In a first-of-its-kind effort for the messaging app, WhatsApp said Tuesday that it has partnered with an Indian startup called Proto to create a system in which users can forward suspicious messages they have received to an automated account. The account, called Checkpoint, will respond with an indication of whether the information is true, false, misleading, disputed, or "out of scope," WhatsApp said in a statement.

"The goal of this project is to study the misinformation phenomenon at scale--natively in WhatsApp," Proto's founders, Ritvvij Parrikh and Nasr ul Hadi, said in a statement.

Elections are set to begin next week.

The system can handle text, images and videos, and covers English and the local languages of Hindi, Bengali, Malayalam and Telugu.

Several messages submitted by The Wall Street Journal were acknowledged as received by the system, but three hours later there had been no determination of their veracity.

"If it is a known rumor, the user will get a quick response," a WhatsApp spokeswoman said. "If it is a new rumor, it will take some time for the verification center to determine if it can be verified."

The spokesman declined to provide a more specific time frame.

India is WhatsApp's largest market, according to research firm Counterpoint, with an estimated 300 million users, many of whom are accessing the internet for the first time on inexpensive smartphones.

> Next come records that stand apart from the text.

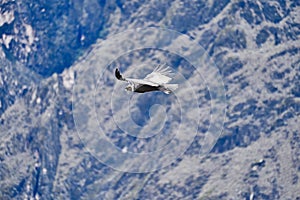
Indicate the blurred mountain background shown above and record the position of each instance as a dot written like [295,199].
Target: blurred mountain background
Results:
[255,45]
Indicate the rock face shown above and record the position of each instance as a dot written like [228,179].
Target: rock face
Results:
[255,46]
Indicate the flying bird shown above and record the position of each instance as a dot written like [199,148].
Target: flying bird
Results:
[155,81]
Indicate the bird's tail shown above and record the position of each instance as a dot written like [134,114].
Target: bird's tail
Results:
[169,88]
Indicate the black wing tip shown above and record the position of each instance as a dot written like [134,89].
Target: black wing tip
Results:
[118,74]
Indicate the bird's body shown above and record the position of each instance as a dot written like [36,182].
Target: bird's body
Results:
[155,81]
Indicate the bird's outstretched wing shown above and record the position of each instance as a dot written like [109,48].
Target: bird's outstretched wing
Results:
[133,81]
[160,75]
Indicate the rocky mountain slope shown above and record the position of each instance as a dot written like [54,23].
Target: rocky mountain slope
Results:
[45,49]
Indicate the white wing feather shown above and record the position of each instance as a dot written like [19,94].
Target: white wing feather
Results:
[141,81]
[160,75]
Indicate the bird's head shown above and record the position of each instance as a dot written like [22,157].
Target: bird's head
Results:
[129,88]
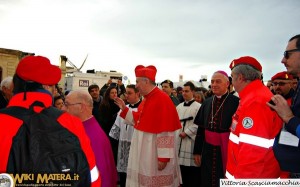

After more than 20 people were killed last year in mob violence following false rumors spread via WhatsApp, the company made it harder to forward messages and limited the number of groups to which messages can be forwarded. But fact-checking groups and analysts say WhatsApp is still rife with misleading content as voters prepare to go to the polls, as The Wall Street Journal reported Monday.

The Indian government has proposed rules that could force WhatsApp to root out culprits who are spreading untruths, but the Menlo Park, Calif. company says it is committed to ensuring users' privacy and that it is meant for individuals and small groups. Many Indian political parties often use WhatsApp to broadcast political messages to thousands of people at once, however.

Meanwhile, Facebook said Monday that it had removed hundreds of pages and accounts that it said were working in concert to propagate misleading information or spam ahead the elections. Some accounts were traced to employees of the Pakistani military's public-relations wing, Facebook said, while others were linked to an opposition political party. Facebook has more than 200 million users in India, among its largest markets.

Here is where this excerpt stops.